4th Sunday of Advent

‘The greatest story ever told’ kicks off in today’s gospel with a rather controversial opening scene. You might not have picked up on any controversy there, as you’ve heard that episode so many times. Or perhaps you missed it because it’s a tiny part of the much greater story, a part of seemingly minor importance. So, where’s the controversy in that story in today’s gospel?

We have an engaged but as-yet unmarried couple. As with most such couples, they have plans and expectations for their future together, their dreams and their visions. In real life, the plans of each partner can differ quite significantly; often such differences do not surface until well after the wedding, and sometimes those differences turn out to be so extreme as to be irreconcilable, leading to a falling-out between the parties and even to divorce. Let’s look at the situation in today’s gospel, while putting aside the benefit of hindsight. There was a man, Joseph by name, who was to marry a girl, Mary. They got engaged, but at some point Mary turned out to be pregnant.
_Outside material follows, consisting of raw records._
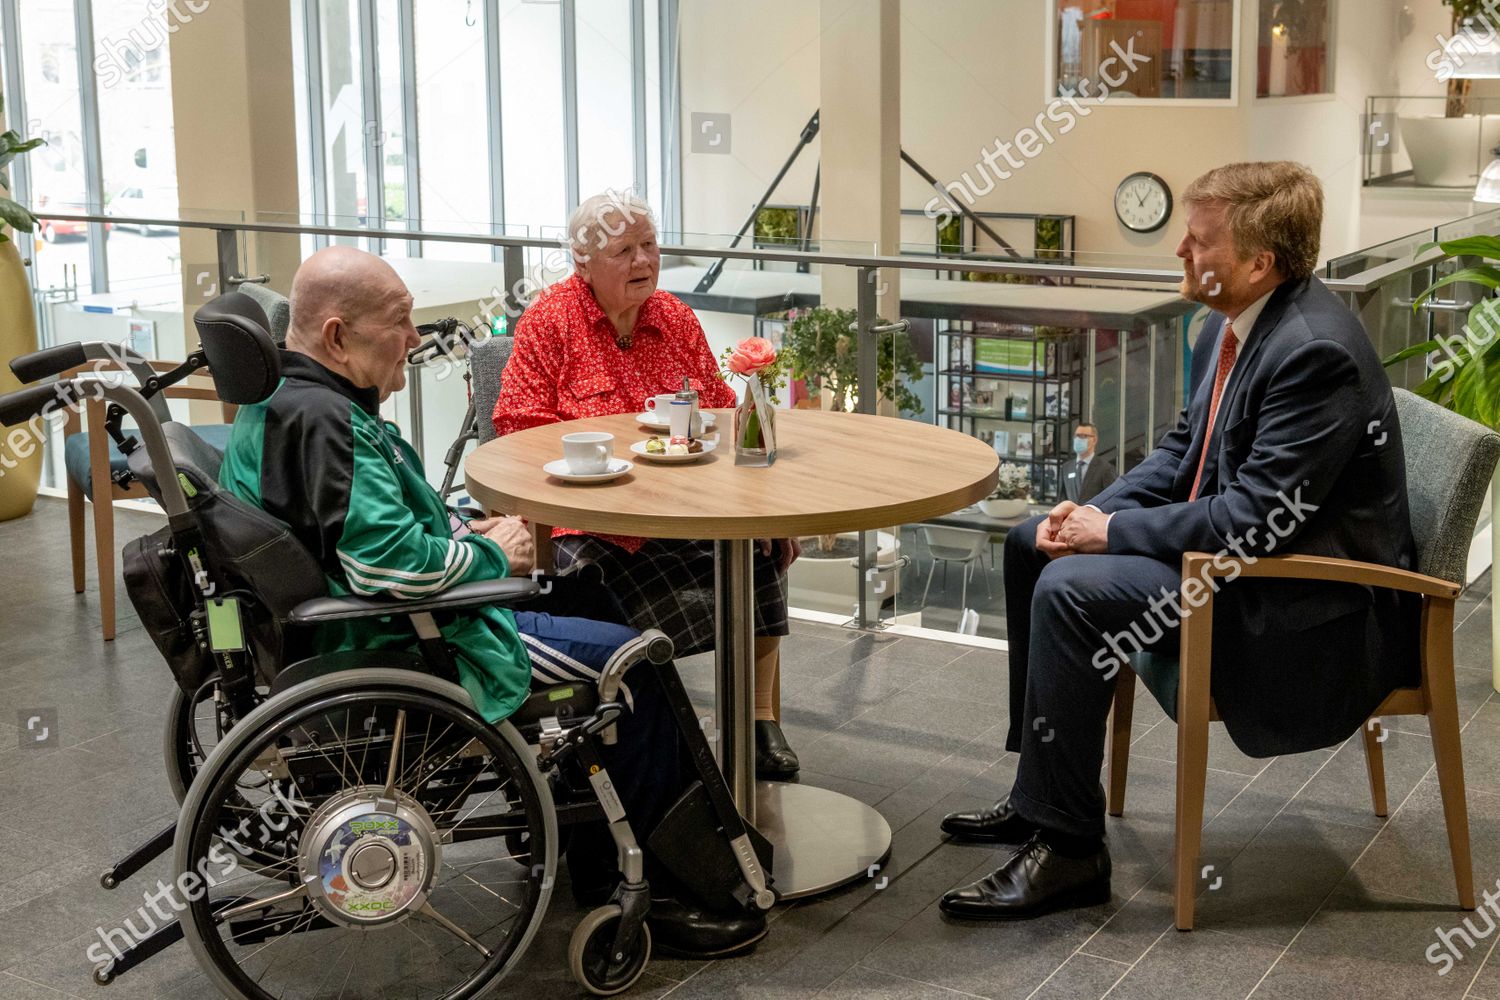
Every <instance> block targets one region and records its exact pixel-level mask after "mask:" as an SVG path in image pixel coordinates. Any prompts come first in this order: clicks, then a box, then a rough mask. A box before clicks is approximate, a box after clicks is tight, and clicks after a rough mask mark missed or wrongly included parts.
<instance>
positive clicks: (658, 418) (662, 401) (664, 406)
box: [646, 393, 676, 420]
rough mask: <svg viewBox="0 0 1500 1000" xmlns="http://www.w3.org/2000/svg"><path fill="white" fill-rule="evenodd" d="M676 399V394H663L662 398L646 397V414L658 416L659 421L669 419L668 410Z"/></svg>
mask: <svg viewBox="0 0 1500 1000" xmlns="http://www.w3.org/2000/svg"><path fill="white" fill-rule="evenodd" d="M673 399H676V394H675V393H661V394H660V396H646V412H648V414H652V415H655V418H657V420H666V418H667V408H669V406H670V405H672V400H673Z"/></svg>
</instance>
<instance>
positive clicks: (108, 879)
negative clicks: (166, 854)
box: [99, 823, 177, 889]
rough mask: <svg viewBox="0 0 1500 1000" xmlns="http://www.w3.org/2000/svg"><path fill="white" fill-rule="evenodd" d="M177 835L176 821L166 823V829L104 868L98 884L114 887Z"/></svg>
mask: <svg viewBox="0 0 1500 1000" xmlns="http://www.w3.org/2000/svg"><path fill="white" fill-rule="evenodd" d="M175 835H177V823H171V825H168V828H166V829H163V831H162V832H159V834H156V835H154V837H151V840H148V841H145V843H144V844H141V846H139V847H136V849H135V850H132V852H130V853H129V855H126V856H124V858H121V859H120V861H117V862H115V864H114V865H113V867H111V868H107V870H105V873H104V874H102V876H99V885H101V886H104V888H105V889H114V888H115V886H117V885H120V883H121V882H124V880H126V879H129V877H130V876H133V874H135V873H138V871H139V870H141V868H144V867H145V865H148V864H150V862H151V861H154V859H156V858H159V856H160V855H163V853H166V852H168V850H169V849H171V846H172V838H174V837H175Z"/></svg>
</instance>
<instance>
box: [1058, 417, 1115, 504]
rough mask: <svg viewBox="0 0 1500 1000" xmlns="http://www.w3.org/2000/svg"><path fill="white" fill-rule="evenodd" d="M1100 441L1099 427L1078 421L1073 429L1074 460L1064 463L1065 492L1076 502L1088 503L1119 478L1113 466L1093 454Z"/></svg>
mask: <svg viewBox="0 0 1500 1000" xmlns="http://www.w3.org/2000/svg"><path fill="white" fill-rule="evenodd" d="M1098 444H1100V429H1098V427H1095V426H1094V424H1079V429H1077V430H1074V432H1073V456H1074V457H1073V462H1070V463H1067V465H1065V466H1062V496H1064V499H1070V501H1073V502H1074V504H1088V502H1089V501H1091V499H1094V498H1095V496H1098V495H1100V493H1101V492H1104V487H1106V486H1109V484H1110V483H1113V481H1115V480H1118V478H1119V475H1118V474H1116V472H1115V466H1113V465H1110V463H1109V462H1106V460H1104V459H1101V457H1098V456H1097V454H1094V450H1095V448H1097V447H1098Z"/></svg>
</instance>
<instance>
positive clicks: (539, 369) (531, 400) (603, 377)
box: [493, 274, 735, 552]
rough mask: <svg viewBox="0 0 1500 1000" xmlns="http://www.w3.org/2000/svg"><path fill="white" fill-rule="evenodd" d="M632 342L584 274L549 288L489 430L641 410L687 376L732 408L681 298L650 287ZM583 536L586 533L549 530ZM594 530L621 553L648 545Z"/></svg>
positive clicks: (532, 314) (706, 400)
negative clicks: (613, 326) (596, 300)
mask: <svg viewBox="0 0 1500 1000" xmlns="http://www.w3.org/2000/svg"><path fill="white" fill-rule="evenodd" d="M630 340H631V343H630V346H628V348H621V346H619V343H618V340H616V339H615V327H613V325H612V324H610V322H609V318H607V316H606V315H604V310H603V309H600V307H598V303H597V301H595V300H594V291H592V289H591V288H589V286H588V283H586V282H585V280H583V279H582V277H580V276H577V274H573V276H571V277H568V279H567V280H565V282H558V283H556V285H552V286H550V288H547V289H546V291H544V292H541V295H538V297H537V300H535V301H534V303H532V304H531V306H528V307H526V312H523V313H522V315H520V322H517V324H516V345H514V349H513V351H511V354H510V361H508V363H507V364H505V376H504V379H501V390H499V402H498V403H496V405H495V414H493V421H495V433H498V435H507V433H511V432H514V430H523V429H526V427H535V426H538V424H547V423H555V421H559V420H577V418H579V417H606V415H609V414H639V412H640V411H642V409H643V408H645V400H646V397H648V396H655V394H657V393H675V391H678V390H681V388H682V378H684V376H685V378H687V379H688V385H691V387H693V390H696V391H697V400H699V406H702V408H703V409H709V408H720V406H733V405H735V390H733V388H730V387H729V385H726V384H724V382H723V381H720V378H718V361H717V360H715V358H714V354H712V352H711V351H709V349H708V340H706V337H703V327H702V324H699V322H697V316H694V315H693V310H691V309H688V306H687V304H685V303H684V301H682V300H679V298H676V297H675V295H672V294H669V292H664V291H660V289H657V291H655V292H652V295H651V298H648V300H646V301H645V303H643V304H642V306H640V312H639V313H636V327H634V330H633V331H631V337H630ZM579 534H586V532H580V531H574V529H570V528H558V529H555V531H553V532H552V535H553V537H559V535H579ZM600 537H601V538H604V540H606V541H612V543H613V544H616V546H621V547H622V549H625V550H627V552H639V550H640V546H642V544H643V543H645V540H642V538H627V537H619V535H600Z"/></svg>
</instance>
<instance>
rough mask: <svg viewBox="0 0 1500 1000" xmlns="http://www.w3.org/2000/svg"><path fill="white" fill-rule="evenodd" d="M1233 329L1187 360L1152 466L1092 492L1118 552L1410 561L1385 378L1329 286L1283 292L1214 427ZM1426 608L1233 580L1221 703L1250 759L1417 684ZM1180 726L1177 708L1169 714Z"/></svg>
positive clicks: (1381, 589)
mask: <svg viewBox="0 0 1500 1000" xmlns="http://www.w3.org/2000/svg"><path fill="white" fill-rule="evenodd" d="M1223 327H1224V316H1223V315H1218V313H1215V315H1214V316H1212V318H1211V319H1209V322H1206V324H1205V328H1203V333H1202V336H1200V337H1199V342H1197V345H1196V346H1194V352H1193V378H1191V396H1190V402H1188V406H1187V408H1185V409H1184V411H1182V414H1181V415H1179V418H1178V424H1176V427H1175V429H1173V430H1172V432H1169V433H1167V435H1166V436H1164V438H1163V439H1161V442H1160V444H1158V445H1157V448H1155V450H1154V451H1152V453H1151V454H1149V456H1146V459H1145V460H1143V462H1142V463H1140V465H1137V466H1136V468H1133V469H1131V471H1130V472H1127V474H1125V475H1122V477H1121V478H1119V480H1116V483H1115V484H1113V486H1110V487H1109V489H1106V490H1104V492H1103V493H1100V495H1098V496H1097V498H1095V499H1094V504H1095V505H1097V507H1098V508H1100V510H1103V511H1106V513H1110V514H1113V517H1112V519H1110V525H1109V550H1110V552H1112V553H1130V555H1142V556H1152V558H1155V559H1163V561H1166V562H1172V564H1178V562H1181V558H1182V553H1184V552H1190V550H1196V552H1209V553H1218V552H1226V553H1229V555H1244V556H1253V558H1262V556H1268V555H1289V553H1305V555H1319V556H1337V558H1343V559H1359V561H1365V562H1379V564H1383V565H1392V567H1400V568H1404V570H1410V568H1415V565H1416V544H1415V543H1413V540H1412V522H1410V516H1409V511H1407V490H1406V460H1404V456H1403V442H1401V427H1400V424H1398V423H1397V409H1395V399H1394V397H1392V393H1391V381H1389V379H1388V376H1386V372H1385V369H1383V367H1382V364H1380V358H1379V357H1377V355H1376V351H1374V346H1373V345H1371V343H1370V337H1368V336H1367V334H1365V330H1364V328H1362V327H1361V324H1359V319H1358V318H1356V316H1355V315H1353V313H1352V312H1350V310H1349V309H1347V307H1346V306H1344V303H1343V301H1340V300H1338V298H1337V297H1335V295H1334V294H1332V292H1331V291H1329V289H1328V288H1326V286H1325V285H1323V283H1322V282H1320V280H1317V279H1316V277H1310V279H1307V280H1298V282H1283V283H1281V286H1278V288H1277V289H1275V291H1274V292H1272V294H1271V298H1269V300H1268V301H1266V306H1265V309H1263V310H1262V313H1260V318H1259V319H1257V322H1256V327H1254V328H1253V330H1251V336H1250V340H1248V342H1247V343H1245V345H1244V348H1242V352H1241V357H1239V358H1238V361H1236V364H1235V370H1233V373H1232V375H1230V381H1229V385H1227V387H1226V390H1224V397H1223V400H1221V403H1220V414H1218V420H1217V421H1215V424H1217V426H1215V430H1214V435H1212V438H1211V439H1209V442H1208V459H1206V460H1205V463H1203V486H1202V489H1200V495H1199V499H1197V501H1194V502H1190V501H1188V493H1190V492H1191V489H1193V478H1194V474H1196V472H1197V466H1199V456H1200V451H1202V448H1203V436H1205V433H1206V430H1208V409H1209V399H1211V396H1212V390H1214V376H1215V370H1217V366H1218V339H1220V331H1221V330H1223ZM1419 613H1421V604H1419V600H1418V598H1416V597H1415V595H1406V594H1398V592H1395V591H1389V589H1385V588H1368V586H1358V585H1352V583H1322V582H1311V580H1286V582H1283V580H1253V579H1244V580H1233V582H1229V583H1224V585H1223V589H1221V591H1220V595H1218V597H1217V598H1215V615H1214V676H1212V690H1214V699H1215V703H1217V705H1218V709H1220V715H1221V717H1223V720H1224V723H1226V727H1227V729H1229V732H1230V736H1232V738H1233V739H1235V742H1236V744H1238V745H1239V747H1241V748H1242V750H1244V751H1245V753H1250V754H1251V756H1271V754H1281V753H1298V751H1304V750H1314V748H1317V747H1329V745H1334V744H1337V742H1341V741H1343V739H1346V738H1347V736H1349V735H1350V733H1353V732H1355V730H1356V729H1359V727H1361V726H1362V724H1364V721H1365V720H1367V718H1368V717H1370V714H1371V712H1373V711H1374V709H1376V706H1377V705H1379V703H1380V702H1382V700H1383V699H1385V697H1386V694H1389V693H1391V691H1392V690H1394V688H1395V687H1400V685H1407V684H1415V682H1416V678H1418V658H1416V657H1418V648H1416V636H1418V621H1419ZM1167 708H1169V711H1170V712H1175V711H1176V705H1172V706H1167Z"/></svg>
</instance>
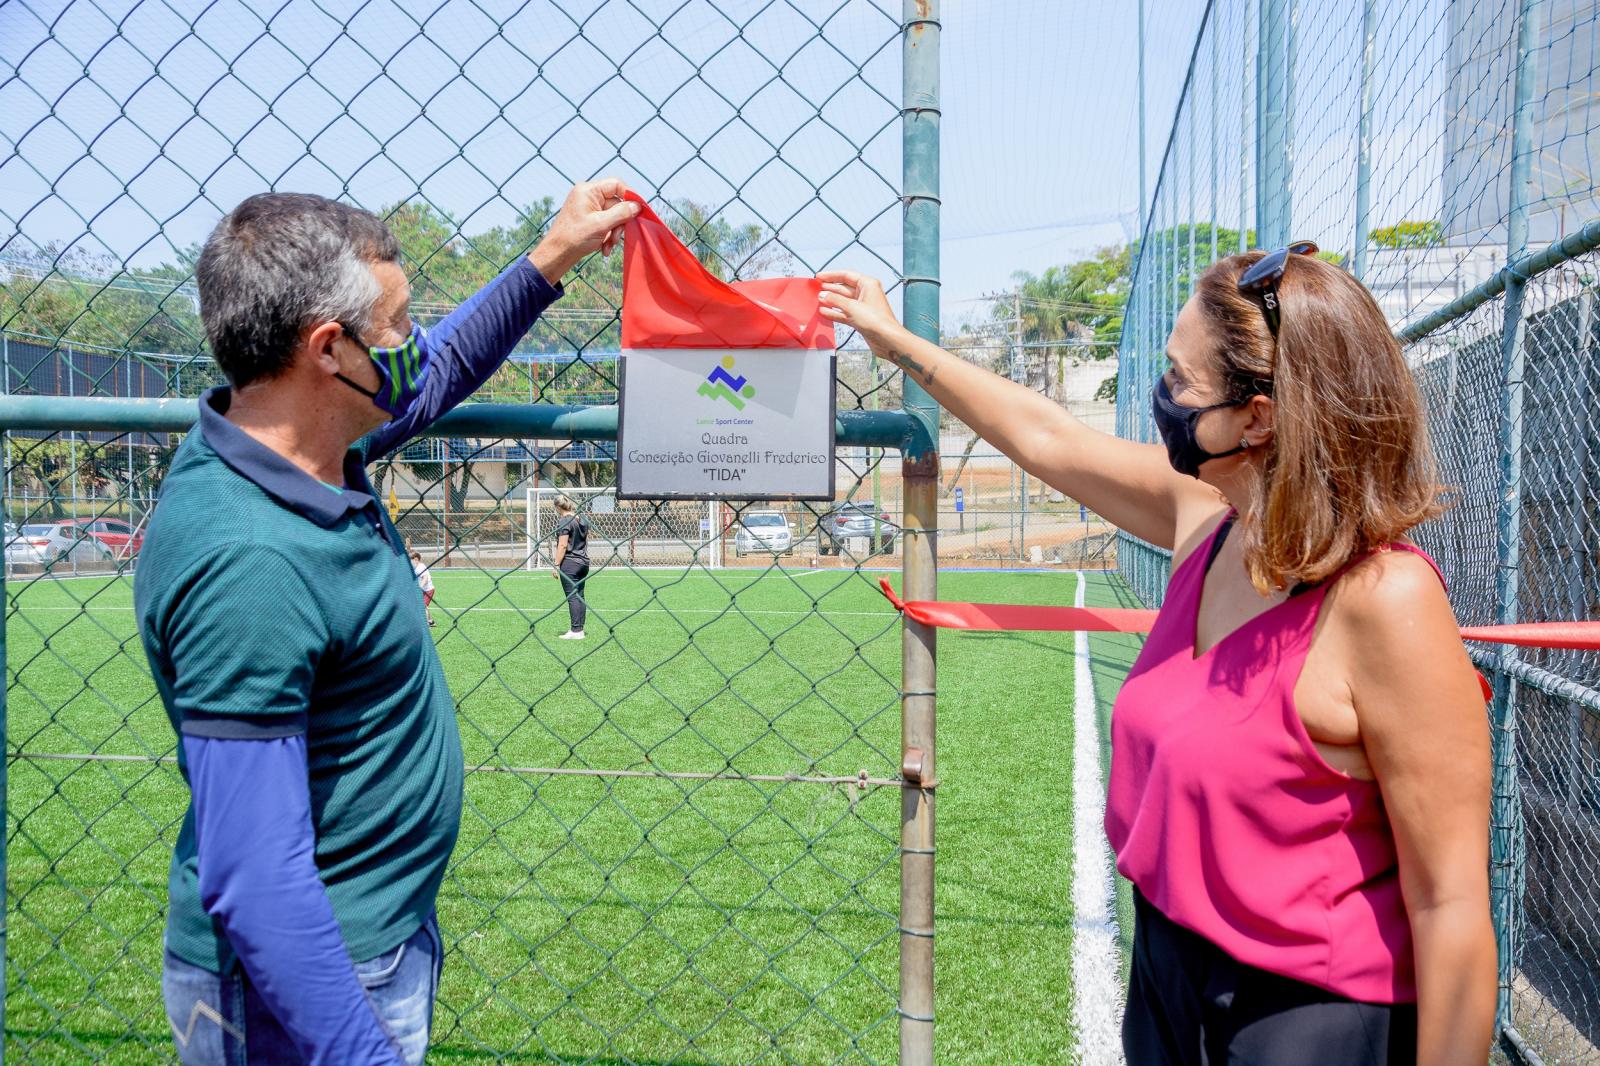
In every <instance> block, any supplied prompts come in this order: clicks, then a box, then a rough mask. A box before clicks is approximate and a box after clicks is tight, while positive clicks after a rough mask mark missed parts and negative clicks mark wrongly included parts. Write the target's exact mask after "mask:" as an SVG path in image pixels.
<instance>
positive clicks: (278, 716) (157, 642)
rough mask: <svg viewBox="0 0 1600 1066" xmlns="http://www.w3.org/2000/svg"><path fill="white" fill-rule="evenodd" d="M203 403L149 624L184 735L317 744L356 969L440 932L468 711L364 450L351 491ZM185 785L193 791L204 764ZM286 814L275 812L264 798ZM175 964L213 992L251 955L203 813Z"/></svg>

Joseph was certain that this was not his child. To him it appeared that his fiancée must have been unfaithful to her future husband even before they got married. For Joseph, in his culture there was only one way forward – for him to call off the marriage, to leave her and to seek someone else to be his wife. Quite likely he was disappointed, maybe embittered, and he was almost certainly deeply hurt. I guess that when he went to bed he was in a half-asleep-half-awake (‘hypnagogic’, since you ask) state of mind, holding internal, never-ending conversations with himself and God about the whole ghastly situation. Next morning – or maybe a few days later – he made up his mind and decided to marry Mary anyway and to bring up her child. A very kind, generous and highly admirable attitude!

‘The greatest story ever told’ kicks off in today’s gospel with a rather uneasy opening scene. More were to follow over the next 30-odd years all the way to the shameful killing of Jesus on the cross. Some of the scenes were controversial, some of them were touching, some of them even gut-wrenching. It’s the same in your life, and mine, and in everybody else’s. Extremely rarely – if ever – is there someone whose life has been an easy ride from cradle to grave. Yes, some people seem to have a more privileged life than others; certainly, there are people whose share of bad luck or suffering seems to be greater than others’. We can – and we should – be stirred by inequality and unfairness. Blaming, judging, condemning, labelling… these and other accusatory behaviours are the easiest but also the least effective way of facing our problems, particularly those which leave us feeling totally helpless. Should we or shouldn’t we have intervened militarily in Syria; would have that helped, or not? This is just one large-scale example of a situation that seems to defy solution, where none of the options or ways forward we can come up with seems viable. Every now and again we ourselves encounter situations that faze us on a personal or family level, or as a community. Whenever we come up against a brick wall, we could perhaps take a leaf out of Joseph’s book: and here it is. Think less about my own inconvenience, and more about coming to someone else’s relief. Be kind and generous! At the end of the day, isn’t that the spirit of Christmas? Kindness and generosity!